Fig. 5 is a block diagram of a multi-sensor based data fusion apparatus according to an embodiment of the present application. The device at least comprises the following modules: a data acquisition module 510, a feature extraction module 520, a region localization module 530, a first computation module 540, a channel update module 550, a second computation module 560, and a feature fusion module 570.

A data obtaining module 510, configured to obtain sensor data of the same detection range respectively acquired by n types of sensors, where n is an integer greater than 1;

the feature extraction module 520 is configured to perform feature extraction on the sensor data corresponding to each sensor, so as to obtain a feature map corresponding to each sensor;

the area positioning module 530 is configured to determine a target image area of the target to be detected based on a first feature map corresponding to a first sensor of the n types of sensors, and map the target image area to a second feature map corresponding to a second sensor of the n types of sensors to obtain a target image area of the second feature map; the second sensor is a different one of the n sensors than the first sensor;

a first calculating module 540, configured to determine, for a target image region in a feature map corresponding to each sensor, an importance ratio of each image channel in the target image region, where the importance ratio is a channel weight of a corresponding image channel; wherein different image channels represent different types of image information;

a channel updating module 550, configured to update the channel information of the feature map according to the channel weight, to obtain an updated feature map;

a second calculating module 560, configured to determine, for a target image region in an updated feature map corresponding to each sensor, a reliability of the target image region in the updated feature map, where the reliability is a region weight;

and the feature fusion module 570 is configured to merge the target image regions in the updated feature maps according to the region weights to obtain a fused feature map.

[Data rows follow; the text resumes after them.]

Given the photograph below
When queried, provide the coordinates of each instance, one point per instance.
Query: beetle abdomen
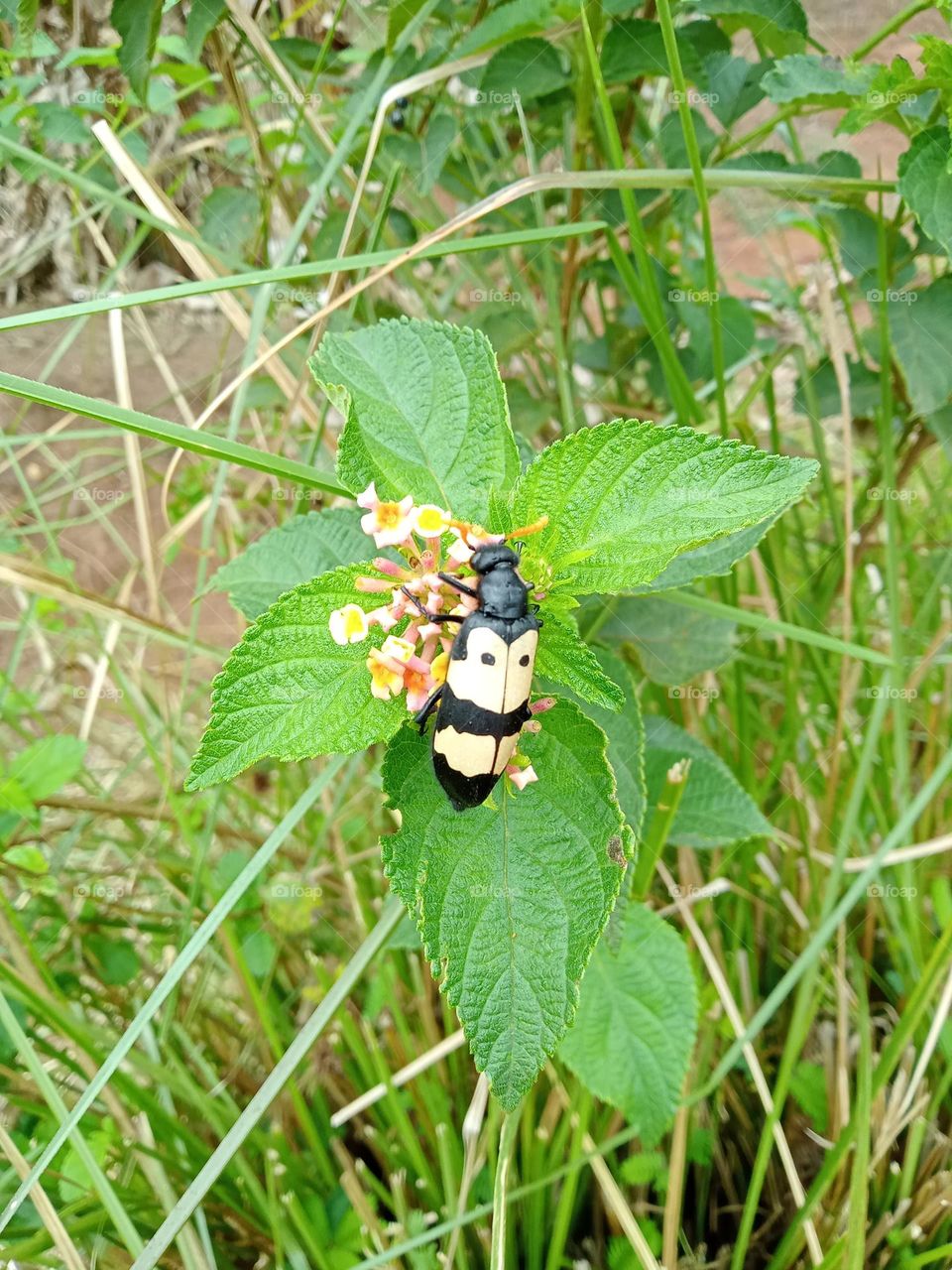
(484, 705)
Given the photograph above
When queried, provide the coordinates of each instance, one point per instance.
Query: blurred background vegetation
(794, 296)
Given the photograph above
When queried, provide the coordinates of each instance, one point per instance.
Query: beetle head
(492, 557)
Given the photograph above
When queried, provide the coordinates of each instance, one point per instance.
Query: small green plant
(511, 898)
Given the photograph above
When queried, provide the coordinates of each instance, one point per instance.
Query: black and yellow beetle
(485, 699)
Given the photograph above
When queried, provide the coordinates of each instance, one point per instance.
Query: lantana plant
(511, 897)
(430, 543)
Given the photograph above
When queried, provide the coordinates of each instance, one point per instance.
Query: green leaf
(566, 659)
(712, 561)
(825, 80)
(137, 24)
(865, 390)
(28, 858)
(13, 798)
(299, 549)
(203, 17)
(400, 13)
(625, 498)
(425, 413)
(626, 742)
(48, 765)
(526, 68)
(635, 48)
(920, 324)
(714, 810)
(777, 24)
(117, 959)
(733, 85)
(230, 217)
(289, 691)
(638, 1019)
(511, 899)
(925, 185)
(674, 644)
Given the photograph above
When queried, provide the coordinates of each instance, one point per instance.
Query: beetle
(485, 698)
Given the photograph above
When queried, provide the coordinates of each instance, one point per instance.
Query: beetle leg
(458, 585)
(429, 707)
(433, 617)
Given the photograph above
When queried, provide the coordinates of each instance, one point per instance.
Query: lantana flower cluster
(430, 541)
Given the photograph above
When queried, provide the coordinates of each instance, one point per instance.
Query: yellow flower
(385, 681)
(400, 649)
(430, 521)
(439, 667)
(348, 625)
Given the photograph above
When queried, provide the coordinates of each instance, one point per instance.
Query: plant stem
(507, 1141)
(273, 1083)
(660, 826)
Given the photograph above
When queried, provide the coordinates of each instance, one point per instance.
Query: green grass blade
(173, 976)
(198, 443)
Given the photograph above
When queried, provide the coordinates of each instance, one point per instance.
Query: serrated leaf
(566, 659)
(425, 413)
(920, 324)
(925, 185)
(625, 498)
(734, 85)
(203, 17)
(715, 811)
(674, 644)
(636, 1024)
(512, 898)
(137, 24)
(48, 765)
(289, 691)
(778, 24)
(825, 80)
(295, 552)
(712, 561)
(230, 213)
(626, 742)
(507, 22)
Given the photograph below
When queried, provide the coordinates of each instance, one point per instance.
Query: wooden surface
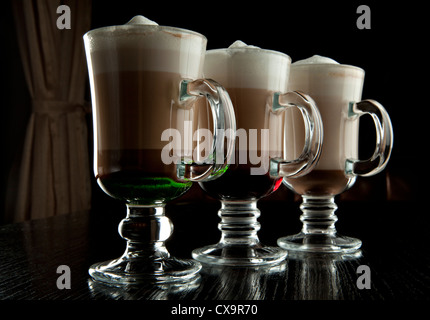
(395, 247)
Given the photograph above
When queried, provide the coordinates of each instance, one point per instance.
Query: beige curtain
(54, 176)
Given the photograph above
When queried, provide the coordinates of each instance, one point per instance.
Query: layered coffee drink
(251, 77)
(333, 87)
(135, 89)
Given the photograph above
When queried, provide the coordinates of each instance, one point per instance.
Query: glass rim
(142, 27)
(327, 65)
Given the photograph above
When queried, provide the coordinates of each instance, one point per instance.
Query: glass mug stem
(239, 244)
(319, 232)
(146, 258)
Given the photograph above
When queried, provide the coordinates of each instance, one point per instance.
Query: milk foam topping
(141, 44)
(248, 66)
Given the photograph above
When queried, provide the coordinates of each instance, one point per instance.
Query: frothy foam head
(246, 66)
(143, 45)
(316, 59)
(141, 20)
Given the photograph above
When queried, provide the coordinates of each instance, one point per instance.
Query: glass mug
(144, 97)
(337, 91)
(256, 81)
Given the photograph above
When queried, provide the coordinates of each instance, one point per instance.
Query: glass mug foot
(239, 255)
(126, 270)
(319, 243)
(319, 232)
(239, 244)
(146, 258)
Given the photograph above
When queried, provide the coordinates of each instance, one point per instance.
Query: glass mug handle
(384, 139)
(224, 126)
(313, 135)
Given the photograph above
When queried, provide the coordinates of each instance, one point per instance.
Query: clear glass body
(256, 81)
(143, 92)
(337, 91)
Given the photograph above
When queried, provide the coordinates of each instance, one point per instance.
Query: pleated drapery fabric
(54, 175)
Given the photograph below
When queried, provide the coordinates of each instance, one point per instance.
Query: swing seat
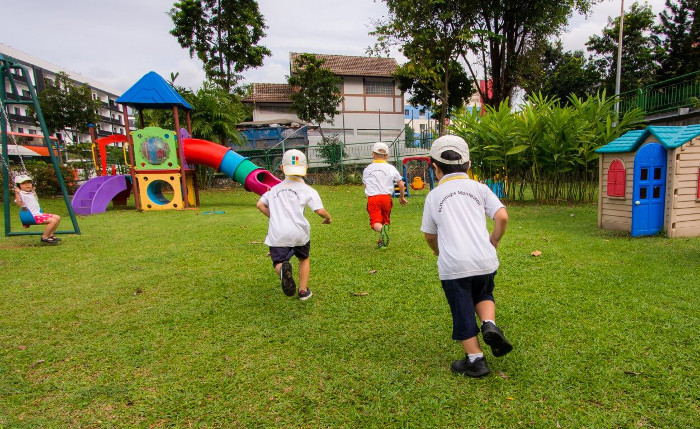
(417, 184)
(26, 217)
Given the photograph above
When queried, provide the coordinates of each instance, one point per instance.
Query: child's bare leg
(51, 226)
(304, 269)
(486, 310)
(471, 345)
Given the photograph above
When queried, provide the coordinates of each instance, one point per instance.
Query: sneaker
(385, 235)
(495, 339)
(478, 368)
(304, 295)
(289, 287)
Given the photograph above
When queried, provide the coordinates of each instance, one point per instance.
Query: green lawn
(176, 319)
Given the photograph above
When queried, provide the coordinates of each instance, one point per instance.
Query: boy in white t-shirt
(379, 178)
(289, 233)
(454, 224)
(25, 197)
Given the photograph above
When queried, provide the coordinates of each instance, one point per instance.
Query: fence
(665, 96)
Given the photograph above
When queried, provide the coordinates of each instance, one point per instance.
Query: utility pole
(619, 63)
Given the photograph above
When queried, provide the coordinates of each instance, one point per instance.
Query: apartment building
(110, 113)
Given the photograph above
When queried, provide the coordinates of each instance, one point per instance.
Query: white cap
(453, 143)
(380, 148)
(294, 163)
(22, 178)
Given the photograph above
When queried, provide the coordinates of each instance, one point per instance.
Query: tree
(638, 66)
(550, 71)
(677, 39)
(504, 31)
(224, 35)
(459, 88)
(317, 90)
(215, 114)
(430, 34)
(65, 105)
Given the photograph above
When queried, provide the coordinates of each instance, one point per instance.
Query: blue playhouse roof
(153, 92)
(670, 137)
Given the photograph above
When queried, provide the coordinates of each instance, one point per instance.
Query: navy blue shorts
(462, 295)
(281, 254)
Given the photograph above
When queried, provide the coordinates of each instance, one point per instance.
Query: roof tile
(270, 93)
(345, 65)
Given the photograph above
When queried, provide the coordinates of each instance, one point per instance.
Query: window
(379, 88)
(616, 179)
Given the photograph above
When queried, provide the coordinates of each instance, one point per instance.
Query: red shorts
(379, 209)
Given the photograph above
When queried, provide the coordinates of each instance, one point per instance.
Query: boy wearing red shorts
(379, 178)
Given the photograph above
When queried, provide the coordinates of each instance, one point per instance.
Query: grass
(177, 319)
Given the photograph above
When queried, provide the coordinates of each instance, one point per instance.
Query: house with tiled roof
(372, 106)
(650, 182)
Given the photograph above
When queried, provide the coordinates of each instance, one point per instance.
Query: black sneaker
(478, 368)
(305, 294)
(385, 235)
(289, 287)
(495, 339)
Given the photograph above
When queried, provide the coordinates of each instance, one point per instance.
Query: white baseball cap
(294, 163)
(380, 148)
(22, 178)
(453, 143)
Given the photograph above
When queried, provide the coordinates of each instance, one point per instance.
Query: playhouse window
(616, 179)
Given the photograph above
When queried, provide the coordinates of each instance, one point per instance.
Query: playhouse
(649, 182)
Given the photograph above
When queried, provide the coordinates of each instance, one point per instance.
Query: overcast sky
(118, 41)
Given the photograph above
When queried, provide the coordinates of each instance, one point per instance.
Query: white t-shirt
(287, 201)
(379, 178)
(456, 211)
(30, 201)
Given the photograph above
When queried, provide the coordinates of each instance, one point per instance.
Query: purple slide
(95, 195)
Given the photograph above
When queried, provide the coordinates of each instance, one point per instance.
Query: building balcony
(21, 119)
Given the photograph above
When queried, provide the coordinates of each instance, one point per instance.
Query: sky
(115, 42)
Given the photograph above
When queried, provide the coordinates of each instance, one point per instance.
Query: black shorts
(462, 295)
(281, 254)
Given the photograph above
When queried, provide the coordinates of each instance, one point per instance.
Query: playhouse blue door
(649, 190)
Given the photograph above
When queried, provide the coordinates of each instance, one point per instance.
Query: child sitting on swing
(25, 197)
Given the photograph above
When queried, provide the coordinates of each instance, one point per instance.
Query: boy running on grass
(379, 178)
(454, 224)
(289, 233)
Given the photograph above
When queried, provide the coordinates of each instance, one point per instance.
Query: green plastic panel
(155, 149)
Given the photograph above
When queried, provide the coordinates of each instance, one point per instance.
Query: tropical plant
(545, 146)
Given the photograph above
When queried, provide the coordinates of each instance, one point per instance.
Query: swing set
(8, 68)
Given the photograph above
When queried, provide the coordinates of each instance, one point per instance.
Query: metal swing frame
(7, 64)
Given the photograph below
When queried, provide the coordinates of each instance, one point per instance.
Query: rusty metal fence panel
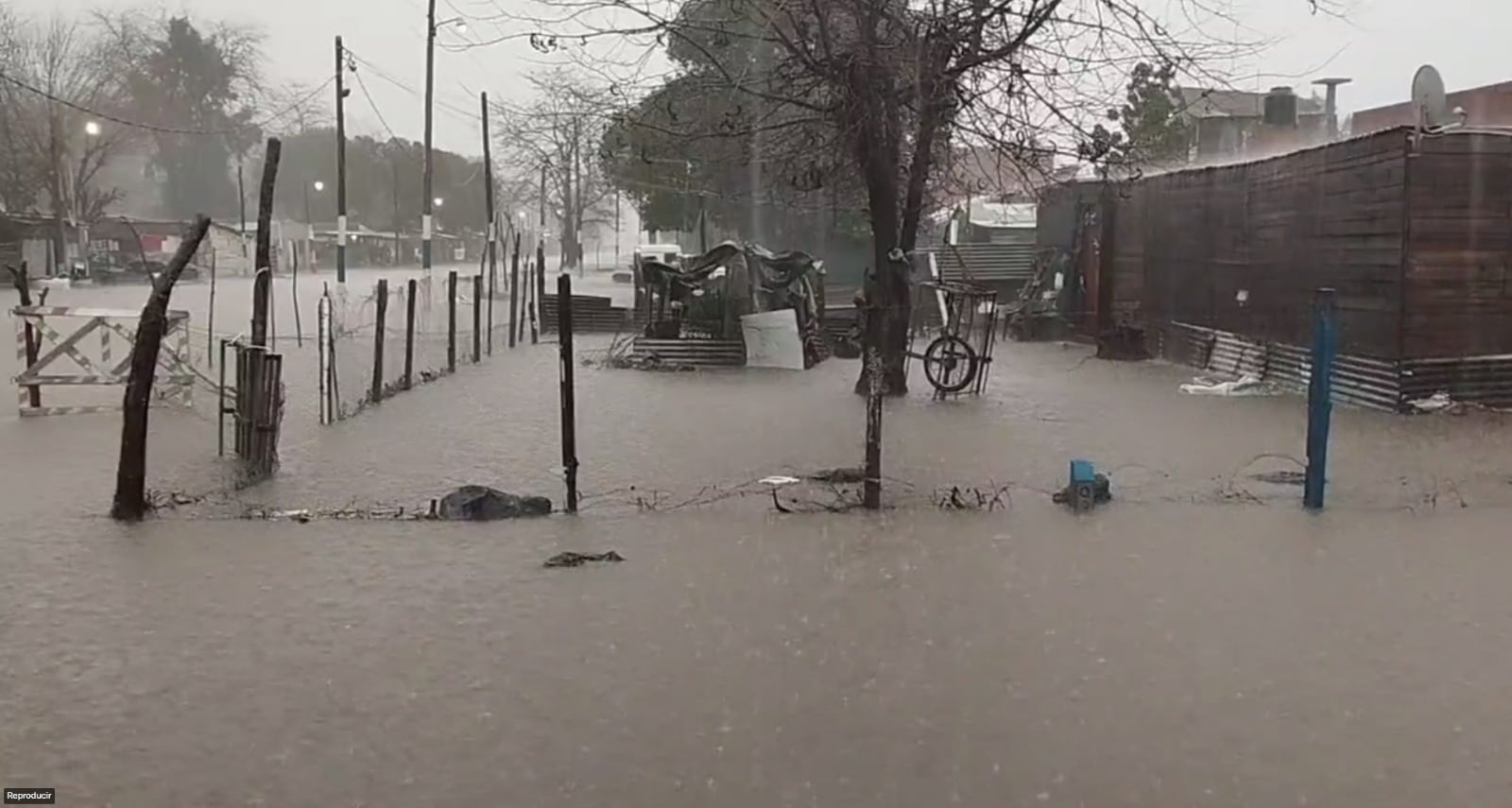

For relevant details reference is made to the above-described method embodiments.

It should be noted that: in the multi-sensor data fusion device provided in the above embodiments, when performing multi-sensor data fusion, only the division of the above functional modules is illustrated, and in practical applications, the above functions may be distributed by different functional modules as needed, that is, the internal structure of the multi-sensor data fusion device may be divided into different functional modules to complete all or part of the above described functions. In addition, the data fusion device based on multiple sensors provided by the above embodiments and the data fusion method based on multiple sensors belong to the same concept, and specific implementation processes thereof are described in detail in the method embodiments and are not described herein again.

Fig. 6 is a block diagram of a multi-sensor based data fusion apparatus according to an embodiment of the present application. The apparatus comprises at least a processor 601 and a memory 602.

Processor 601 may include one or more processing cores such as: 4 core processors, 8 core processors, etc. The processor 601 may be implemented in at least one hardware form of a DSP (Digital Signal Processing), an FPGA (Field-Programmable Gate Array), and a PLA (Programmable Logic Array). The processor 601 may also include a main processor and a coprocessor, where the main processor is a processor for Processing data in an awake state, and is also called a Central Processing Unit (CPU); a coprocessor is a low power processor for processing data in a standby state. In some embodiments, the processor 601 may be integrated with a GPU (Graphics Processing Unit), which is responsible for rendering and drawing the content required to be displayed on the display screen. In some embodiments, processor 601 may also include an AI (Artificial Intelligence) processor for processing computational operations related to machine learning.

The memory 602 may include one or more computer-readable storage media, which may be non-transitory. The memory 602 may also include high-speed random access memory, as well as non-volatile memory, such as one or more magnetic disk storage devices, flash memory storage devices. In some embodiments, a non-transitory computer readable storage medium in memory 602 is used to store at least one instruction for execution by processor 601 to implement the multi-sensor based data fusion method provided by the method embodiments herein.

In some embodiments, the multi-sensor based data fusion device may further include: a peripheral interface and at least one peripheral. The processor 601, memory 602 and peripheral interface may be connected by a bus or signal lines. Each peripheral may be connected to the peripheral interface via a bus, signal line, or circuit board. Illustratively, peripheral devices include, but are not limited to: radio frequency circuit, touch display screen, audio circuit, power supply, etc.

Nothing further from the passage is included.